C'est avec une résignation fatiguée qu'elle répond à mes inutiles interrogatoires. Dès qu'elle le peut, elle se réfugie dans les souvenirs de sa mère et dans la mémoire de nos jeunes amours. Elle me l'a dit une fois: «Qu'est-ce que cela fait puisque ce n'est pas moi?» C'est bien le mot de l'enfant qui laisse à Dieu le soin de garder son sommeil. Qu'est-ce que cela fait?

On pourrait amonceler bien plus de calomnies encore et serrer le réseau des ruses savamment nouées, certes, l'œil de Dieu passe au travers de tout cela. Mais nous sommes devant des juges qui sont hommes.

Geoffroy, j'ai peur. La gaieté de Jeanne et son insouciance me font mal horriblement. Tout éveillé, j'ai des rêves qui me la montrent condamnée. Je repousse cependant l'idée d'une évasion. C'était aujourd'hui qu'on m'avait donné rendez-vous à l'église Notre-Dame-des-Victoires. Je n'irai pas.

Pièce numéro 97 bis

(Écrit par Lucien.)

Chaque fois que j'interroge Jeanne, je perds un espoir. Ne l'ayant jamais vue qu'au Bois-Biot, pour moi, elle et sa mère étaient des habitantes de la campagne d'Yvetot.—ce qui rendait matériellement impossibles les relations suivies entre elle et Rochecotte.
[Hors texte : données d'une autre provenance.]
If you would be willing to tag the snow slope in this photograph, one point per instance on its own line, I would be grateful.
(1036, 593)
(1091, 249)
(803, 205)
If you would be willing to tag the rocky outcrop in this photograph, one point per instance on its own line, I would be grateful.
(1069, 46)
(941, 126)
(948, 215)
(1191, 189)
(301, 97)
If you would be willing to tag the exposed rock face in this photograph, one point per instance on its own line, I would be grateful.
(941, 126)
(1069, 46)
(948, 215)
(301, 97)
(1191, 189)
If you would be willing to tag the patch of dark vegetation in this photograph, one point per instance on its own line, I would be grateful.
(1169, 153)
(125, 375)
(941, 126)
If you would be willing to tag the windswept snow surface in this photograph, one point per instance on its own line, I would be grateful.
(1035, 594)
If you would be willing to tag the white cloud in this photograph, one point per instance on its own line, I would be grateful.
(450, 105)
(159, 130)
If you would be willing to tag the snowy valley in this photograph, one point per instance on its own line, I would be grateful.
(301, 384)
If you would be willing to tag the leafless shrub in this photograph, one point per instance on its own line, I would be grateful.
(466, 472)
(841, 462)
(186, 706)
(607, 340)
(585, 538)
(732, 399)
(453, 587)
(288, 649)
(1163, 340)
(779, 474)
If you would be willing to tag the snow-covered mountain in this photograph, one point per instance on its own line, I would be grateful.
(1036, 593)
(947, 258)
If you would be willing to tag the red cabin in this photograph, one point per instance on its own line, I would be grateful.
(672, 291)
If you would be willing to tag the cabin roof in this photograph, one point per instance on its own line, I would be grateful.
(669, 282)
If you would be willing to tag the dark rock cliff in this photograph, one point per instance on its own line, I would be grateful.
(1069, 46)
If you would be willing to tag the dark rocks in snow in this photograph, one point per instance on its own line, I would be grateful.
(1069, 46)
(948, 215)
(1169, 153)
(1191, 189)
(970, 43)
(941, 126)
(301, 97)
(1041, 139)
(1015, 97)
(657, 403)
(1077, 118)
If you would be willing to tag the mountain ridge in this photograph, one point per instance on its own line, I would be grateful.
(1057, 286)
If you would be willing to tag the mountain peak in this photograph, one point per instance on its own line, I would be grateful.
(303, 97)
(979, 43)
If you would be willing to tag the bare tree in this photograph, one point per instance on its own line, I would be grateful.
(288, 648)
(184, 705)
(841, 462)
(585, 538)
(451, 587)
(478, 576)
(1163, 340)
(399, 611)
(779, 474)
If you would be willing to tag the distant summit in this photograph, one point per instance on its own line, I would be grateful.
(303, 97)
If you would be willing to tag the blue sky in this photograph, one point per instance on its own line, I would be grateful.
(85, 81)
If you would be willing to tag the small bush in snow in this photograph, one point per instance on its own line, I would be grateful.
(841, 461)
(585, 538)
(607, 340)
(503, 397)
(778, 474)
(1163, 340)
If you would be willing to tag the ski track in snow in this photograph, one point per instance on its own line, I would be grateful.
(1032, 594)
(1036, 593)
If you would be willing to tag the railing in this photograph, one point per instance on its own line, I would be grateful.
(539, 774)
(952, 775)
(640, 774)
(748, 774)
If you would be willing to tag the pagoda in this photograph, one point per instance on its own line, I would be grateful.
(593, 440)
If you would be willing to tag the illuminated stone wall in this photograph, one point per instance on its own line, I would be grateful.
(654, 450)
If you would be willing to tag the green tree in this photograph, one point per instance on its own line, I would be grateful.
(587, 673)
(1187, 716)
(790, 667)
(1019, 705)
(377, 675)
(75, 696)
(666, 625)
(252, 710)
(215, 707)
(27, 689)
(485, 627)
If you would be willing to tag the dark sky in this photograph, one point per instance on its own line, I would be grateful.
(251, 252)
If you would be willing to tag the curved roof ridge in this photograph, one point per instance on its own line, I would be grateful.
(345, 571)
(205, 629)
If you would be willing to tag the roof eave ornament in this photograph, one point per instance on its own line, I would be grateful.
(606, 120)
Cela n'influait en rien sur ma conviction qui existe indépendamment de tout, mais cela me fournissait des armes.

De loin, je voyais une foule d'obstacles matériels entre elle et le crime.

De près, je ne vous plus rien. Elle n'est plus gardée que par ma foi profonde.

En réalité, c'étaient deux pauvres créatures errantes. Elles venaient d'arriver au Bois-Biot quand je les y rencontrai. Elles étaient là pour le procès que je leur fis perdre. Elles vivaient d'ordinaire à Paris où la misère se cache aisément.